Vorzeitige Corona-Lockerungen auf Kosten der Arbeiterklasse

Seit dem gestrigen Montag sind die Schulen fast überall wieder offen, und in Parks, Promenaden und Gartenwirtschaften herrscht dichtes Gedränge. Offener Schulbetrieb und Urlaub sollen laut Bundeskanzlerin Merkel jetzt unabhängig vom Impfen wieder möglich sein.

Aber die Pandemie ist keineswegs vorbei. Den Preis für die riskanten Lockerungen zahlt die Arbeiterklasse. Nach wie vor gibt es in der Produktion, der Pflege und in landwirtschaftlichen oder Verkehrsbetrieben neue Corona-Ausbrüche. Darüber erfährt man wenig aus den bürgerlichen Medien, denn Unternehmer, Politiker und Gewerkschafter mauern systematisch. Nur sporadisch dringen Berichte an die Öffentlichkeit.

Einen größeren Ausbruch hat es Mitte Mai an einem Standort der Deutschen Bahn in Fulda gegeben. Wie BuzzFeed News Deutschland berichtete, wurden mehr als 60 der rund 600 Beschäftigten positiv getestet. Wie viele erkrankte Arbeiter einen schweren Verlauf hatten oder sogar ins Krankenhaus mussten, gab weder die Deutsche Bahn noch die Verkehrsgewerkschaft EVG bekannt.

Buzzfeed News schreibt, dass auch die Pressestelle des Landkreises Fulda auf ihre Anfrage nur höchst allgemein geantwortet habe: Demnach habe es im Landkreis zuletzt „in vier unterschiedlichen Unternehmen höhere Fallzahlen gegeben“. Seither habe sich „in drei der vier Unternehmen“ die Lage wieder beruhigt. Das vierte war offenbar die Deutsche Bahn.
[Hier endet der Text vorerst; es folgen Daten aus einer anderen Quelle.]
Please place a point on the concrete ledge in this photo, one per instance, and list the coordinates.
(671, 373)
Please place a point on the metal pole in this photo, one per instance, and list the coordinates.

Auch Pflegekräfte in Krankenhäusern und Seniorenheimen sind weiterhin betroffen. Im hessischen Alzey haben sich letzte Woche zwei Pflegekräfte und sieben Patienten eines DRK-Krankenhauses infiziert, als ein Mitarbeiter, der bereits einmal gegen Corona geimpft war, unwissentlich das Corona-Virus einschleppte.

Spargelernte

Einen besonders großen Ausbruch verzeichnet schon seit Mitte April ein niedersächsischer Spargelhof. Dabei haben sich bei der Thiermann GmbH in Kirchdorf, einem der größten Spargelhöfe Deutschlands, bis Pfingsten nicht weniger als 144 Arbeiterinnen und Arbeiter mit Covid-19 infiziert. Bereits am 18. April wurden unter den über tausend Erntehelferinnen und -helfer die ersten Corona-Infizierten entdeckt, aber erst zehn Tage später wurden Ende April Reihentestungen durchgeführt. Das Virus hatte also zehn Tage Zeit, sich ungehindert auszubreiten.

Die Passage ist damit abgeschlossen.